Missed deadline shifts initiatives to November ballot

Sen. Lesil McGuire addresses the Alaska Senate, April 20, 2014. (Photo by Skip Gray/Gavel Alaska)
Sen. Lesil McGuire addresses the Alaska Senate, April 20, 2014. (Photo by Skip Gray/Gavel Alaska)

Because the Legislature did not meet its midnight deadline, three citizen’s initiatives are expected to be moved from the August primary to the November general election.

The switch would happen because of a constitutional rule requiring a 120-day waiting period after a legislative session before an initiative can be put to a vote. It would affect ballot questions to slow down the proposed Pebble Mine, to regulate marijuana like alcohol, and to hike the minimum wage. The rule does not apply to referenda, so a measure to repeal the new oil tax law would stay on the August ballot.

The rescheduling of initiatives is expected to help the anti-repeal effort, which the oil industry has sunk millions dollars  into. That’s because the initiatives are expected to bring more liberal-leaning voters to the polls, and that increased turnout will no longer affect the primary.

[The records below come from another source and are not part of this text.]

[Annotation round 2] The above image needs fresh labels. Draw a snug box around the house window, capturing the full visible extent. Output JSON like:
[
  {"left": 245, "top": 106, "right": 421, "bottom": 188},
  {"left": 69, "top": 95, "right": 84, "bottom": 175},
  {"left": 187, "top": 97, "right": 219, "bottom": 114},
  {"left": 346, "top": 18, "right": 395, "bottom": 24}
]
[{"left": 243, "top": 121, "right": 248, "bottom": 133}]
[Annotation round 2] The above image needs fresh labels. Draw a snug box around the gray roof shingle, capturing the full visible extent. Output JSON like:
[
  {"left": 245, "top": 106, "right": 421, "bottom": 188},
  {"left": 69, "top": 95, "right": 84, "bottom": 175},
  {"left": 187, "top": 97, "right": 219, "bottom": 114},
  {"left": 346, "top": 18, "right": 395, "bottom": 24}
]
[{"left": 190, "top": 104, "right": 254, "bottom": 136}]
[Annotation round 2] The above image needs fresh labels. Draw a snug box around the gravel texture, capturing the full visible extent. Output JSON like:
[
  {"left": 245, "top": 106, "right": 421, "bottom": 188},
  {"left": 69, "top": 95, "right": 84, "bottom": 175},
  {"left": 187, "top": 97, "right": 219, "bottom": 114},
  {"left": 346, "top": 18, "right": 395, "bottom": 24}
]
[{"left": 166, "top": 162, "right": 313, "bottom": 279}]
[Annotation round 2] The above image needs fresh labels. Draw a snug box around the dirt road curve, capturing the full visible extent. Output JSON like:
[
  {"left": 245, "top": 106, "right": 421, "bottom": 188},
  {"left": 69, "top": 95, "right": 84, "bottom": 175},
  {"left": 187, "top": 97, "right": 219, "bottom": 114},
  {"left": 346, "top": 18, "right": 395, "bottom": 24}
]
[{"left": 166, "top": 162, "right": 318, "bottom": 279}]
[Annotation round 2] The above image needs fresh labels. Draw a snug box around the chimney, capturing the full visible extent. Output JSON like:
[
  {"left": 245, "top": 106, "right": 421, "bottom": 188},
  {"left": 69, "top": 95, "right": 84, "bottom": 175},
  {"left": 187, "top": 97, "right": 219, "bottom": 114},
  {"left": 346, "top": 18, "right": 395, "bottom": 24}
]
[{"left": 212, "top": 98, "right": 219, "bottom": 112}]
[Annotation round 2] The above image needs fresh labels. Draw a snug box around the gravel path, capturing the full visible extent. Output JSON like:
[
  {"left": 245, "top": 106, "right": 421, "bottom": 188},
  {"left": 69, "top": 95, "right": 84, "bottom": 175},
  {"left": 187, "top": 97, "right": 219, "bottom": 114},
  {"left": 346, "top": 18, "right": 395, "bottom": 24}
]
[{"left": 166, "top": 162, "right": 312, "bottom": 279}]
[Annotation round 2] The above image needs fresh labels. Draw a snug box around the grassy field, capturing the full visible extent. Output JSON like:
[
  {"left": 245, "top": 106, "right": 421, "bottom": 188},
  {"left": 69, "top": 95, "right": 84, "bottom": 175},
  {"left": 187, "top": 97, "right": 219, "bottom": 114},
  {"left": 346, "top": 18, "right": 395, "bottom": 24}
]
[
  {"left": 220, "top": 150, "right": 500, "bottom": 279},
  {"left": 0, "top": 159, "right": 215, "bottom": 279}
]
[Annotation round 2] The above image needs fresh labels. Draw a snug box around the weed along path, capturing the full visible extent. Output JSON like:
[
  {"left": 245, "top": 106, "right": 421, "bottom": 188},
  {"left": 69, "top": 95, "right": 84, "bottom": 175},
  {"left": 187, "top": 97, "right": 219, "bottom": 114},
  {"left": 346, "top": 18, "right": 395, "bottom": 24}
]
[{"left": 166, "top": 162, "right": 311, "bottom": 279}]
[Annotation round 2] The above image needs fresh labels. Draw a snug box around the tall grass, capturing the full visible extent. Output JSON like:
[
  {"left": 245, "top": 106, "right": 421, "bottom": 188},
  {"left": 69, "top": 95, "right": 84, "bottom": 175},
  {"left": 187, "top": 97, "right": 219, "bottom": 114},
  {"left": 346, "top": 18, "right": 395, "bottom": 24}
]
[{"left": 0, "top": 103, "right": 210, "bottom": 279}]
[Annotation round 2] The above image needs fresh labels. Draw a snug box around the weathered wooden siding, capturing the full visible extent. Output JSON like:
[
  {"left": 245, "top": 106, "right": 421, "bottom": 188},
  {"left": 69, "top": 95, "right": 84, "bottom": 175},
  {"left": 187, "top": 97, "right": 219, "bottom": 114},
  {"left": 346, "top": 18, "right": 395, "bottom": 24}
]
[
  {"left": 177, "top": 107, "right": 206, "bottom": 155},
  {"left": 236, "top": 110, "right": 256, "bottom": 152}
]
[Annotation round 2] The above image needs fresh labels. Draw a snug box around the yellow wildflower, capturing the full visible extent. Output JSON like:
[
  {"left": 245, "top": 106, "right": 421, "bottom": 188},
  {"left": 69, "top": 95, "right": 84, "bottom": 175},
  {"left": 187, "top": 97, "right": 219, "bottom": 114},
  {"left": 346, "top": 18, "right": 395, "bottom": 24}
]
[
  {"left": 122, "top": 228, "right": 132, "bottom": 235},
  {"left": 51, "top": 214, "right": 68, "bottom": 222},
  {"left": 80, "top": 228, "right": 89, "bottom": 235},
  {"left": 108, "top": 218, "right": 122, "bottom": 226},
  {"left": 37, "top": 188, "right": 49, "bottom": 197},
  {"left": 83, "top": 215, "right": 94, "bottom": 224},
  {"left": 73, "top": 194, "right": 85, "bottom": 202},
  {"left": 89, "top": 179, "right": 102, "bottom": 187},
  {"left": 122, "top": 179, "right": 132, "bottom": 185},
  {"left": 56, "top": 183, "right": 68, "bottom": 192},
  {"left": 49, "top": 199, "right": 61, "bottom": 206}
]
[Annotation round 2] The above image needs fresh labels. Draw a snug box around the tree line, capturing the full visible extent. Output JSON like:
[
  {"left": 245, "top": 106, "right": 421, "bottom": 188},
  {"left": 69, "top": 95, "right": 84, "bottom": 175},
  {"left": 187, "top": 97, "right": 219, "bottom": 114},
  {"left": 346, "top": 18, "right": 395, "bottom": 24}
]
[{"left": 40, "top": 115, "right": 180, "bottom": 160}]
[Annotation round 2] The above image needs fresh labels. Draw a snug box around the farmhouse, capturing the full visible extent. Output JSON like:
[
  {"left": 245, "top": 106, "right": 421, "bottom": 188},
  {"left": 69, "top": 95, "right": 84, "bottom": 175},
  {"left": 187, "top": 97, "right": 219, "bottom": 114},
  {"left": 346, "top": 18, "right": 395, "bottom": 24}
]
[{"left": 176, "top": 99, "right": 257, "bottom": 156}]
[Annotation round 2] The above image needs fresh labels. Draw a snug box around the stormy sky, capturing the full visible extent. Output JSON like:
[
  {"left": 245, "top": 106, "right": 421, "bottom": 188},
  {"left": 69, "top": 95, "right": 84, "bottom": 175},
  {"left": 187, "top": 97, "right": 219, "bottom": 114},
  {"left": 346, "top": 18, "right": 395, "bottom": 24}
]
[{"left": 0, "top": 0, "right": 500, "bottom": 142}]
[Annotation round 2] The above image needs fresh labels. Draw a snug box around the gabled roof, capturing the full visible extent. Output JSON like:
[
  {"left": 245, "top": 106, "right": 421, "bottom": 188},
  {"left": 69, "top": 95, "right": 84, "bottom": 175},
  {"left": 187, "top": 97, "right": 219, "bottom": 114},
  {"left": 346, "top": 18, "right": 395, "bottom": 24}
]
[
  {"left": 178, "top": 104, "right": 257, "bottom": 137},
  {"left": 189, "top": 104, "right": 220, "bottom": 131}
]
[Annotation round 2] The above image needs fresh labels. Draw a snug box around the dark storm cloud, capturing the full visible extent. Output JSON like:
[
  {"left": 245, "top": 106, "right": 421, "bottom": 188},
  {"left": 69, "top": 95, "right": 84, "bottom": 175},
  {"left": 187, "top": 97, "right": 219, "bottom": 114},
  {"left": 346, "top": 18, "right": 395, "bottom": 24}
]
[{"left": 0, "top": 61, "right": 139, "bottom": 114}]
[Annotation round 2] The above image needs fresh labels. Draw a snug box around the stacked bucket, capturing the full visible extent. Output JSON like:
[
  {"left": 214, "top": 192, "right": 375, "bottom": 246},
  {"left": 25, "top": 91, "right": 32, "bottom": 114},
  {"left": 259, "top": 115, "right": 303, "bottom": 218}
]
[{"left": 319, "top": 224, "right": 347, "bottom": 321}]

This dynamic also triggered an ugly political fight in the Legislature, when a bloc of House Republicans passed a minimum wage bill earlier this month to preempt the initiative entirely.

Republicans and Democrats accused each other of trying to game the elections, and initiative sponsors came out against the bill out of concern that the Legislature would quickly gut it.

While the House majority pushed their Senate counterparts to move the minimum wage bill through, they were met with resistance. The two bodies then engaged in a standoff, with each chamber holding unrelated pieces of legislation hostage to get leverage. But ultimately, the Senate did not back down.

Rules Chair Lesil McGuire said early Monday morning that the minimum wage bill is officially dead.

“The votes aren’t there. The votes haven’t been there all year.”

McGuire says some members of the Senate Majority oppose the bill because they see it as meddling with elections, while others simply are not in favor of the policy and believe it could have negative economic consequences.

With the addition of the initiatives, the November ballot will be especially packed because of the U.S. Senate race and the governor’s race.